A Ética do pós-dever - por Carlos Gomes

A época contemporânea, também denominada pós-Moderna, trouxe-nos a partir da introdução do novo
paradigma do ‘homem individual e subjectivo, um novo conceito de ética – a ética dos novos tempos democráticos.
Gilles Lipovetsky, na sua obra ‘O Crepúsculo do Dever’, surgido já nos idos anos 90, mais concretamente em 1994, e talvez o meu livro favorito, introduz uma nova concepção ética. Esta nova concepção é a antítese da anterior, tradicionalista e de base religiosa. Agora, o homem reflecte o novo espírito do tempo, afinal uma nova ideologia cultural - a cultura do pós-Dever.
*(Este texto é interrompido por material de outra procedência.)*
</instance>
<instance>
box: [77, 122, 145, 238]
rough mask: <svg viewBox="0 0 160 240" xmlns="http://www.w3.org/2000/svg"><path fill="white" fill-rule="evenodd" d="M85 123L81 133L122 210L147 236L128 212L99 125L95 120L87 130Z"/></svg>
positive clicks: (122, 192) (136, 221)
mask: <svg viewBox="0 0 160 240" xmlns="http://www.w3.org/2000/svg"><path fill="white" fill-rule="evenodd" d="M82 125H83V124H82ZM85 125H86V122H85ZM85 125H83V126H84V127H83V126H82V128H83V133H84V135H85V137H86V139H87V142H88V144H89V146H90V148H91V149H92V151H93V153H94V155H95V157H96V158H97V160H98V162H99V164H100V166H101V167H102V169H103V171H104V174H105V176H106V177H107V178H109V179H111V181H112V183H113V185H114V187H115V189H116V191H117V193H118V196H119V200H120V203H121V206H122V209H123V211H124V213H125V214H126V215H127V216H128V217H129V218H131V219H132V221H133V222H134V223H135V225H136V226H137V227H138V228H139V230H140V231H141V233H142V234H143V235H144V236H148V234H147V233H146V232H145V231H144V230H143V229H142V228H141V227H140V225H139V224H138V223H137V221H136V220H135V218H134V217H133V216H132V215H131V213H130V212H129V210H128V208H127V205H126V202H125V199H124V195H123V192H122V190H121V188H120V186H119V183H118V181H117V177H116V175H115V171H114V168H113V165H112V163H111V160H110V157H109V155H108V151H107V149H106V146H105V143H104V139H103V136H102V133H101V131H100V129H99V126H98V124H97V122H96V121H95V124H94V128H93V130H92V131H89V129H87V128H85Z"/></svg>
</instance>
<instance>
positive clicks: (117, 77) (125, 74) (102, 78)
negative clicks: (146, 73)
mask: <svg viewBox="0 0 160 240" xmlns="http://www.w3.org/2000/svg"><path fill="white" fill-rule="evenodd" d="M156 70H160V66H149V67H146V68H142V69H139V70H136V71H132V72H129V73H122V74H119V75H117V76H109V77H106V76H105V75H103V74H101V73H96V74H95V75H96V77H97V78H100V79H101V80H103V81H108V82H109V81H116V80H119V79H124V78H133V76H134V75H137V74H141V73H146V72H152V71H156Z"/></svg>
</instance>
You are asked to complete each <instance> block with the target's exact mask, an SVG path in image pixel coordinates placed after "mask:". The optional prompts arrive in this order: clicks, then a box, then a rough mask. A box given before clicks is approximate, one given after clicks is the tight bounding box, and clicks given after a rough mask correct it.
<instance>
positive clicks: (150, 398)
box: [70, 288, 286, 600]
Uma cultura do presente, hiperbólica do espectáculo e do divertimento.
Sinteticamente poder-se-á relembrar a ética tradicionalista, de cariz religiosa. Nesta, a cultura estava centrada na lógica sacrificial do Dever. Este dever, de fundo doutrinário, pois assentava no imperativo categórico de Deus, implicava uma finalidade escatológica – o reino do Céu e o sonho do Paraíso. No imperativo do Dever religioso, o ideal de sacrifício individual era a condição para a crença radiosa no futuro da história. Efectivamente, no Ocidente cristão e até á época das Luzes, Deus era o alfa e o ómega da moral, como afirmava Lipovetsky. A ética cristã era a doutrina que levava à prática da virtude com respeito á vontade e honra de Deus. A moral sujeitava-se, pois, á religião.
Hoje, em pleno século XXI, o paradigma ético transmudou-se. Deus deixa de ser o centro referencial da vida, dando lugar ao Homem. Não o homem abstracto das filosofias clássicas, mas o homem concreto, o homem de carne e osso, no sentido unamuniano. O indivíduo passa a ser o referencial essencial da cultura democrática!
Esta cultura assente no direito inviolável do ‘eu’ individual, exalta os desejos mais imediatos e prazenteiros. Os chamados ‘direitos subjectivos’, o ‘bem-estar’, a paixão do ego e a procura intimista e materialista da felicidade, tornaram-se a verdadeira sagração e laicização dos valores do pós-Dever. Daqui, a religião pode dizer-se, dá verdadeiramente lugr à ética. Uma ética para-além-do-dever absolutizado. Em vez do rigorismo e da cultura do sacrifício, vive-se a flexibilidade das convicções e da cultura fraca, minimal e pragmática.
A idade do pós-Dever é a idade do diálogo,do direito e da responsabilização, já não da obrigação e da sanção. O civismo moral é o substituto da ortodoxia e do dogmatismo.
Todavia, esta virtude sem Deus e esta ruptura com a ideologia sacralizada do Dever, não constitui uma ‘pera doce’. Pelo contrário, ela abre todas as portas à desorganização da consciência racional. A procura da felicidade conduz a uma lógica facilitista, em q ue o bem se reduz aos prazeres, à utilidade e ao interesse. Antes, os indivíduos viviam os valores do orgulho, da glória, do saber e do sucesso colectivos. Hoje, vive-se para um dever puramente individualista, aberto, descomprometido e igualitário. A sanção deixou de ser a expressão do pecado, para dar primazia aos valores da compreensão pela individualidade, tolerância, liberdade de expressão, etc. A moral dos novos tempos é absolutamente indolor e minimalista, plasmada numa civilização do bem-estar, psicologista e consumista.
Os factos libertaram os valores, a obrigação cedeu face á sedução, a informação tornou-se simples mercadoria, o dogma do mercado imperou sobre a pedagogia.